October 6, 2011 at 12:18 pm
hi All,
I have a stored procedure that returns two result sets which needs to be
inserted to two physical tables
Is there a way to do this using SQL statements
Thank you
October 6, 2011 at 12:27 pm
jondy87 (10/6/2011)
hi All,I have a stored procedure that returns two result sets which needs to be
inserted to two physical tables
Is there a way to do this using SQL statements
Thank you
Is there a reason why you don't have the stored proc insert the results into two physical tables?
October 6, 2011 at 12:31 pm
Am trying to capture the result sets from stored procedures that are being used by the front end
All i can do is run the SP and store the result to my local database
October 6, 2011 at 12:53 pm
jondy87 (10/6/2011)
Am trying to capture the result sets from stored procedures that are being used by the front endAll i can do is run the SP and store the result to my local database
So three is no option to add a new optional parameter that will only return one or the other result set? Or a optional parameter that writes those values to tables?
I am not familiar with anyway to process multiple result sets in sql.

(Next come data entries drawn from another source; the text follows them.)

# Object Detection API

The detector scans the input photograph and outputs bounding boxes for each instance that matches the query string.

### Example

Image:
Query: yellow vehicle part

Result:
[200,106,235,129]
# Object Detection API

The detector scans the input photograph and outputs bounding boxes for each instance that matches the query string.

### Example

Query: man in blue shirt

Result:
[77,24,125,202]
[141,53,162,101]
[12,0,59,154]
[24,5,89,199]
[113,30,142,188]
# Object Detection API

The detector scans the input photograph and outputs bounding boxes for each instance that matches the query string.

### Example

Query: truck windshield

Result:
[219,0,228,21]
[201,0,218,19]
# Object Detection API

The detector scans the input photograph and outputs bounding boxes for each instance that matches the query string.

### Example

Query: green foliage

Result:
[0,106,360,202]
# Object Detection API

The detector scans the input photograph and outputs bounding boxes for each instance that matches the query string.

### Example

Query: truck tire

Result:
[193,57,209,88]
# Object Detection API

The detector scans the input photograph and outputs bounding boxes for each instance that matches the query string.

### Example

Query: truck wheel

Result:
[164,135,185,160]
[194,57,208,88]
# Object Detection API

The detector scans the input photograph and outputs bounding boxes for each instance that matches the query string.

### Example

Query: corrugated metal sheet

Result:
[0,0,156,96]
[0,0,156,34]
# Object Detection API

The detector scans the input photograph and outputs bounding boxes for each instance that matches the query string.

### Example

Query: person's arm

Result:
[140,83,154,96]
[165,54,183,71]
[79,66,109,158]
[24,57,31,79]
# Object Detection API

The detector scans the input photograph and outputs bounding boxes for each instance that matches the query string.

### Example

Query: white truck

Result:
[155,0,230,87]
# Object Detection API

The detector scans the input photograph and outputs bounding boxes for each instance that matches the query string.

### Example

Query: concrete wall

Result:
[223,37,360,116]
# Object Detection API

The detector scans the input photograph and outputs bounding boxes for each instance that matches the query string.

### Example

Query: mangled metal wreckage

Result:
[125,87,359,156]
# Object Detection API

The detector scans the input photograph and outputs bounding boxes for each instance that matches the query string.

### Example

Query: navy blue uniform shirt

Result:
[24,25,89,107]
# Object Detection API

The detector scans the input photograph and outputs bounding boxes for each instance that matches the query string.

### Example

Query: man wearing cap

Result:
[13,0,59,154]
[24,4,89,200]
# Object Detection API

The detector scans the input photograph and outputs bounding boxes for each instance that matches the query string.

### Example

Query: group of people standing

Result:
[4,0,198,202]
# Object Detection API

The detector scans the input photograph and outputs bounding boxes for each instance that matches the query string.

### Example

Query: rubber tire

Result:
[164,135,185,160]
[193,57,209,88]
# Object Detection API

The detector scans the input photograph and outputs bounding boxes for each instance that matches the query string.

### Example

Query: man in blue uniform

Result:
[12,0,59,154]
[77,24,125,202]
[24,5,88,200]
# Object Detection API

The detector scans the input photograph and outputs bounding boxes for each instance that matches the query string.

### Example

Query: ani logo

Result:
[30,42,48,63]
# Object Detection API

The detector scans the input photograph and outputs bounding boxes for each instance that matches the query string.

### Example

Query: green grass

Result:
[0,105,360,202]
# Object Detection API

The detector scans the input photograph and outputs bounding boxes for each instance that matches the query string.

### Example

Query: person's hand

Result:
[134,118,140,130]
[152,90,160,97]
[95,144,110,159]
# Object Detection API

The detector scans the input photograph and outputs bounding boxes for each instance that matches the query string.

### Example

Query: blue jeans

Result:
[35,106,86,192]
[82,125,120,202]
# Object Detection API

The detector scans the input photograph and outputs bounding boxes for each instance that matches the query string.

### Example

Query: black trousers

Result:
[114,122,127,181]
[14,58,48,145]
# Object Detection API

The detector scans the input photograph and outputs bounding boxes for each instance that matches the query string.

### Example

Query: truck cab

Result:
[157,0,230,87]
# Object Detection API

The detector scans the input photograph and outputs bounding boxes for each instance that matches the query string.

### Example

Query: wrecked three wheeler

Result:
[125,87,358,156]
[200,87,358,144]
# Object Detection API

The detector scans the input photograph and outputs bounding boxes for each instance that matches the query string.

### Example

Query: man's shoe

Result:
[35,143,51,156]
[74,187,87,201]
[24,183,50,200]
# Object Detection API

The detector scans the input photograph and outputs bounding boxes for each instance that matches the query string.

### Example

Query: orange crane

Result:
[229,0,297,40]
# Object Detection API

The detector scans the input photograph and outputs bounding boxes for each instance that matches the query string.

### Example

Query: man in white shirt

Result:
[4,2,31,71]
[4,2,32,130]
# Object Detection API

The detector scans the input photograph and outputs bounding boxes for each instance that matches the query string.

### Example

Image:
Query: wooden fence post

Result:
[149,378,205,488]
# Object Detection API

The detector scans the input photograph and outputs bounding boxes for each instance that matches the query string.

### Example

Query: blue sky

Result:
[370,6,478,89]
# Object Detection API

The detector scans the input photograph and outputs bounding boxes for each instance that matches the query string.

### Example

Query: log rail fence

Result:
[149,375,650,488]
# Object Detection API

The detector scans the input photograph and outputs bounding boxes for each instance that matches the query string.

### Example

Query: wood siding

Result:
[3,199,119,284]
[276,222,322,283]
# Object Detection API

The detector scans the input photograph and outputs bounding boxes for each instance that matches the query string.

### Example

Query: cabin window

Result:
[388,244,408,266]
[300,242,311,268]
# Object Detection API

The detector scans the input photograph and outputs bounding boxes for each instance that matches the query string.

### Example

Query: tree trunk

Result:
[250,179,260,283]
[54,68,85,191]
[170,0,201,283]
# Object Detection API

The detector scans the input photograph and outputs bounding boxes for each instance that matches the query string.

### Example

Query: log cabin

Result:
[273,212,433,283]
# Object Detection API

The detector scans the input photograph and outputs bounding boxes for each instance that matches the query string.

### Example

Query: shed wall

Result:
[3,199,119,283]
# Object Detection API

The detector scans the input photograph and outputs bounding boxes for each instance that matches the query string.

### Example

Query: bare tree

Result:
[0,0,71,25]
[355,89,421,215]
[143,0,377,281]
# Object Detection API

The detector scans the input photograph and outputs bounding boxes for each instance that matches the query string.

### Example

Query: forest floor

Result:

October 6, 2011 at 1:06 pm
It would help if we could see the stored procedure.
Thanks,
Jared
Jared
CE - Microsoft
October 6, 2011 at 1:11 pm
However, the "simplest" way with your current SP is to put the 2 sets into temp tables, then insert the data from the 2 temp tables into your 2 physical tables, then select from the 2 temp tables. This way, you know you are inserting only what you are returning. Unless of course you can insert some unique identifier with each "set" of data that can then be used in the filter condition of the SELECT. That is a bit trickier though, at least from my point of view.
Thanks,
Jared
Jared
CE - Microsoft
October 25, 2013 at 1:14 pm
use dbname
go
drop procedure dbo.p_inner
go
create procedure dbo.p_inner
as
select 1,NULL,NULL
select 2,3,4
go
drop procedure dbo.p_outer
go
create procedure dbo.p_outer
as
declare @t table (id int, c1 int, c2 int)
insert @t (id, c1,c2)
exec dbo.p_inner
select * from @t
go
exec dbo.p_inner
exec dbo.p_outer
I have dbo.p_inner proc gives 2 resultsets, i have dbo.p_outer proc written to execute inner proc which gives me union of dbo.p_inner resultset.....HOW????????
Results:
(No column name)(No column name)(No column name)
1NULLNULL
(No column name)(No column name)(No column name)
234
idc1c2
1NULLNULL
234
Someone please tellme.....dont tell me both has same number of columns in o/p.
October 25, 2013 at 1:59 pm
create procedure dbo.p_inner
as
select 1,NULL,NULL
UNION ALL
select 2,3,4
go
Without the union in the proc, it will create 2 result sets because it IS doing 2 selects. a stored proc will return as many result sets as there are queries. It is simply a saved batch of queries.
Jared
CE - Microsoft
October 25, 2013 at 3:18 pm
Rumor has it that this is what "MARS" is for.
--Jeff Moden
Change is inevitable... Change for the better is not.